Transcutaneous oxygen measurement in humans using a paramagnetic skin adhesive film

Purpose Transcutaneous oxygen tension (TcpO 2 ) provides information about blood perfusion in the tissue immediately below the skin. These data are valuable in assessing wound healing problems, diagnosing peripheral vascular/arterial insufficiency, and predicting disease progression or the response to therapy. Currently, TcpO 2 is primarily measured using electrochemical skin sensors, which consume oxygen and are prone to calibration errors. The goal of the present study was to develop a reliable method for TcpO 2 measurement in human subjects. Methods We have developed a novel TcpO 2 oximetry method based on electron paramagnetic resonance (EPR) principles with an oxygen‐sensing skin adhesive film, named the superficial perfusion oxygen tension (SPOT) chip. The SPOT chip is a 3‐mm diameter, 60‐μm thick circular film composed of a stable paramagnetic oxygen sensor.
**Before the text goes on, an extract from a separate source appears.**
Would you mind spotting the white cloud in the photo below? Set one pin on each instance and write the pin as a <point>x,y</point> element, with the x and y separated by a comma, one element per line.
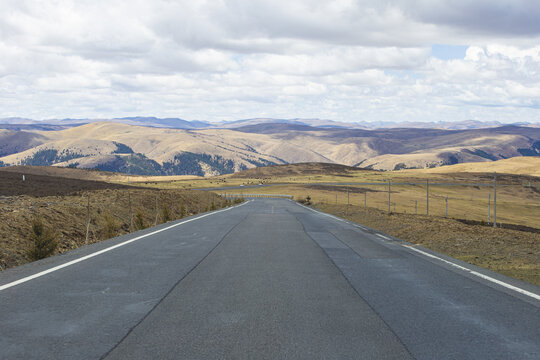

The chip is covered with an oxygen‐barrier material on one side and secured on the skin by a medical adhesive transfer tape to ensure that only the oxygen that diffuses through the skin surface is measured. The method quantifies TcpO 2 through the linewidth of the EPR spectrum. Results Repeated measurements using a cohort of 10 healthy human subjects showed that the TcpO 2 measurements were robust, reliable, and reproducible. The TcpO 2 values ranged from 7.8 ± 0.8 to 22.0 ± 1.0 mmHg in the volar forearm skin ( N  = 29) and 8.1 ± 0.3 to 23.4 ± 1.3 mmHg in the foot ( N  = 86). Conclusions The results demonstrated that the SPOT chip can measure TcpO 2 reliably and repeatedly under ambient conditions. The SPOT chip method could potentially be used to monitor TcpO 2 in the clinic.